Whether it’s Christmas Day or Veteran’s day, the Heat play like a team trying to get better, professionals that approach each game with a business like mentality.
On the offensive end, James scored 27 points, shooting 5-6 from the 3-point line. Chris Bosh had a huge game, scoring 24 points and grabbing 13 rebounds. Wade looked slowed by a nagging knee ailment, but still managed 18 points on 6-18 from the field. Mario Chalmers chipped in 13 points, including a couple of three’s.
The Lakers failed to get things going, especially in the paint, where they hold a considerable size advantage over Miami. The trio of Andrew Bynum, Lamar Odom and Pau Gasol failed to exploit the Heat’s biggest weakness, combining for 37 points and 23 rebounds against Chris Bosh, Zydrunas Ilguasakas, Juwan Howard and Erik Dampier.
Despite going 18-34(53%) on shots at the rim, the Lakers struggled from 10 feet and in, shooting 3-13.
Typically in a matchup of this magnitude, Bryant would rise to the occasion as he has done so many times before, willing his team, carrying them to victory. But on this day, he couldn’t. He had the same, familiar, look as he used too when he’s unhappy, the one where he quits playing but disguises it as “facilitating”.
There was something more to it, and for the first time that I can remember, Kobe’s age was showing on the floor. Not MJ in 98’ old, but Jordan with the Wizards old. Sure, he’s still a Ferrari, but a Ferrari with 200,000 miles on it. 14 seasons, over a thousand games, playing through injuries, the surgeries – it is all catching up to him.
But it’s not just him.
Derek Fisher still can’t guard his own shadow, and there are only so many charges someone can take to disguise their defensive deficiencies. Odom was getting beaten to loose balls, outworked by the Heat’s older, veteran post players.
How is that possible?
Pau Gasol, who complained of playing too many minutes and being overworked earlier this season, was lethargic, even listless at times.
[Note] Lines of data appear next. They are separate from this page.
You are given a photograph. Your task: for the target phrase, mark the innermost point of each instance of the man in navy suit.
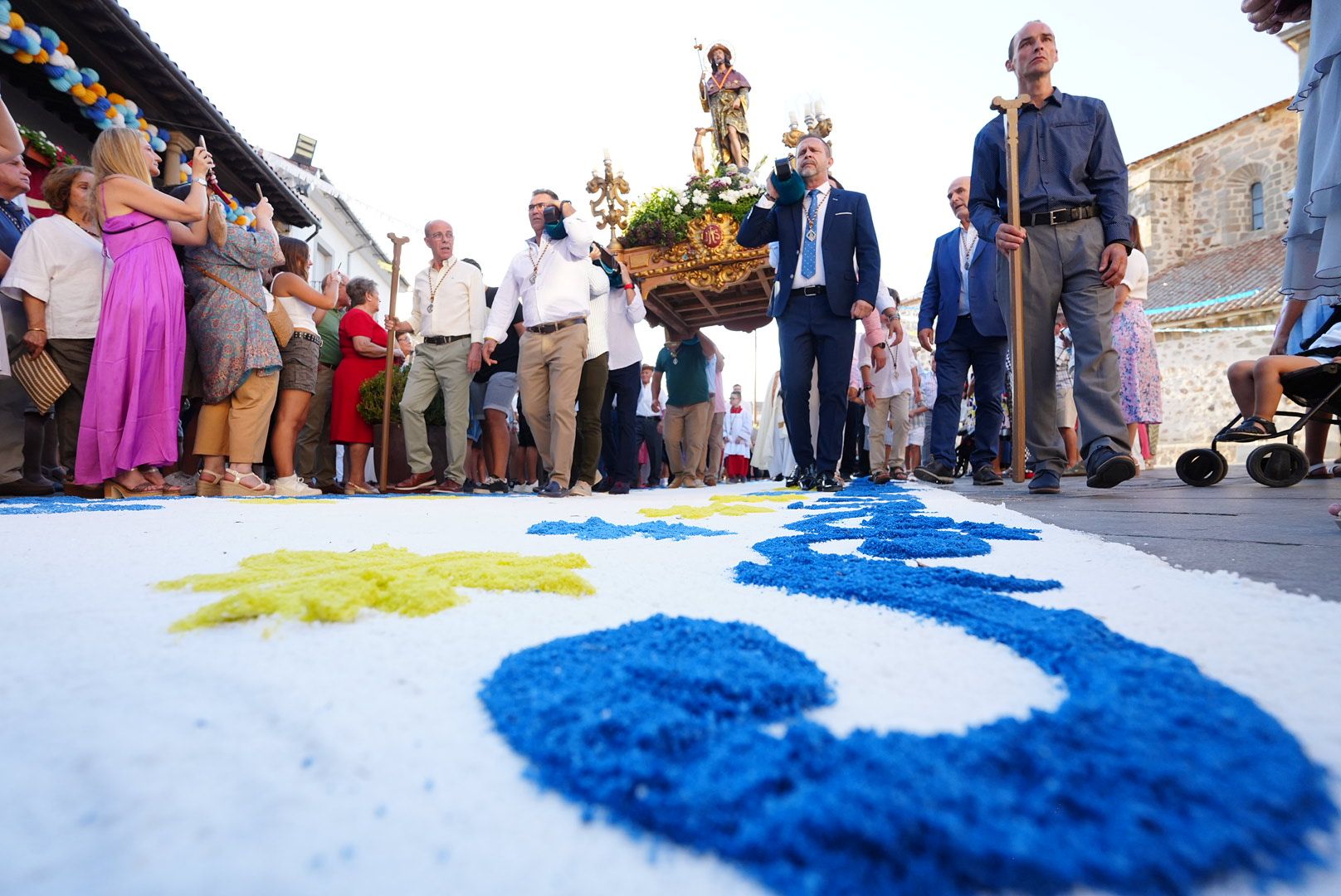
(817, 297)
(970, 332)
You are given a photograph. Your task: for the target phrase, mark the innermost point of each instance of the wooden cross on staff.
(397, 241)
(1017, 285)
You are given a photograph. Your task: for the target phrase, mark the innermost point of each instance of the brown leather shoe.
(417, 482)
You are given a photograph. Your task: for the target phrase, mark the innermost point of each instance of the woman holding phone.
(133, 402)
(298, 378)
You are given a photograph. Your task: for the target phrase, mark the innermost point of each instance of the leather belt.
(555, 326)
(1060, 217)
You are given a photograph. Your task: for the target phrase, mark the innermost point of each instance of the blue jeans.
(967, 348)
Pau finished with 17 points and 9 rebounds, but was 0-6 on shots from 10 feet and in.
Ron Artest, who scored eight points, isn’t the same defensive stopper as he used to be, and despite trying to frustrate LeBron(even headlocking him), got his hat handed to him all game.
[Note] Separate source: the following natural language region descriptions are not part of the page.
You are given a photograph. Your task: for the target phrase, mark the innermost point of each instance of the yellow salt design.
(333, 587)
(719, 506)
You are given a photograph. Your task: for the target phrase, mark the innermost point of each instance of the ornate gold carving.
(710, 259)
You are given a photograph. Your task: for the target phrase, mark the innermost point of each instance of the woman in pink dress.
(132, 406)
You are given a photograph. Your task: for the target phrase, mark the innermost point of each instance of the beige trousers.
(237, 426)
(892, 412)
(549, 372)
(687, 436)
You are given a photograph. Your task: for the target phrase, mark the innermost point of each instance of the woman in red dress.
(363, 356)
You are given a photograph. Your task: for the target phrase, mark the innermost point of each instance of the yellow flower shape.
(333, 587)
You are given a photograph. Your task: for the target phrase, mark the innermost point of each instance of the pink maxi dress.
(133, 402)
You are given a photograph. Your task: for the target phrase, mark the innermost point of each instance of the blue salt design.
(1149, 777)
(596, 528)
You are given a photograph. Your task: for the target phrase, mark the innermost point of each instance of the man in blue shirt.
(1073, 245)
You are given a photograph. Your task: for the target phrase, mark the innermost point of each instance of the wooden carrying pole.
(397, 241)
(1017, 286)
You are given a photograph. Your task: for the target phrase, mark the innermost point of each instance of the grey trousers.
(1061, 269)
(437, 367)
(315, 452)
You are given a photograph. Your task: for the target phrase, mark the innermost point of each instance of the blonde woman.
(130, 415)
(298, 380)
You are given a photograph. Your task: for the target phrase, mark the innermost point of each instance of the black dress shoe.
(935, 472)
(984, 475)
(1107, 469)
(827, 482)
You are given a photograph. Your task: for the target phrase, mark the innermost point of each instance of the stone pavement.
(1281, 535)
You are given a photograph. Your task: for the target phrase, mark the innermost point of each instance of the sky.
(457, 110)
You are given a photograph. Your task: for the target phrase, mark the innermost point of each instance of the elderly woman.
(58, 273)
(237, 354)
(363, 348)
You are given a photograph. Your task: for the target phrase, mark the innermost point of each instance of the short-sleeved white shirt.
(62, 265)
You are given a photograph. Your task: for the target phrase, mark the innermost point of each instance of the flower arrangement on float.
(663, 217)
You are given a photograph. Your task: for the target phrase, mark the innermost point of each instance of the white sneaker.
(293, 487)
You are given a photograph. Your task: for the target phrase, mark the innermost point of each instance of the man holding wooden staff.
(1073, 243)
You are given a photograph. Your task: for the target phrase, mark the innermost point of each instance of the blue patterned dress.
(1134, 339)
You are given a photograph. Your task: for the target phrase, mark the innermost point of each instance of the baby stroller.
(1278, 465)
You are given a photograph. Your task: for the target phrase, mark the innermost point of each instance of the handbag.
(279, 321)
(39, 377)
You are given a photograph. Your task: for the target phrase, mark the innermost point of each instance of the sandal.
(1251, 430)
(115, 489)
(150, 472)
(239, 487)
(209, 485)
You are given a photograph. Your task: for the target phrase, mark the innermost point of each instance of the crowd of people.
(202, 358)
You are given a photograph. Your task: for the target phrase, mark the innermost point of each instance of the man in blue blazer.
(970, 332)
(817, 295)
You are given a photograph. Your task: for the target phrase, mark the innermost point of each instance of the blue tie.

Andrew Bynum, who is still rounding into shape, gave the Lakers some decent minutes before running out of gas. Steve Blake and Matt Barnes combined for two points in 35 minutes, capping off an uninspired effort by the defending champions for the second game in a row.
What’s going on in Laker Land?
Fans and apologists will be quick to reference last season’s Christmas Day loss to the Cavs, reminding us they still won a ring in spite of of that. But the last time I checked, it isn’t last year and Miami isn’t Cleveland. These same apologists echoed the outrageous post-game suggestion by Kobe Bryant, that Christmas Day games mean more to opponents than they do to the Lakers.
Is this team is so arrogant and talented that they can take games off? Whether Kobe realizes it or not, he just questioned the professionalism of his teammates, challenged their manhood.
Not only was Bryant’s statement disrespectful to the Heat (not that he cares), but its slap in the face to the game that he claims to love.
However, I wouldn’t expect anything less from Mr.Bryant, especially after losses.
Kobe’s revealing comments aside; the Lakers have gone 13-9 since starting 8-0, falling into a tie for third place in the Western Conference. Were those games important to the Lakers? Meanwhile the Heat started a paltry 5-4, didn’t panic and have gone 18-5 since; Currently tied for the second most wins in the NBA.
A third of the way into the season and under intense national media scrutiny, the Heat has proved their mettle, far from the mentally fragile outfit the mainstream would have you believe.
The Lakers played the softest schedule in the NBA, lost several games they shouldn’t have, rested on the laurels of championships won, and are a team with internal issues in disarray.
Maybe they should hold a players only meeting to get things sorted.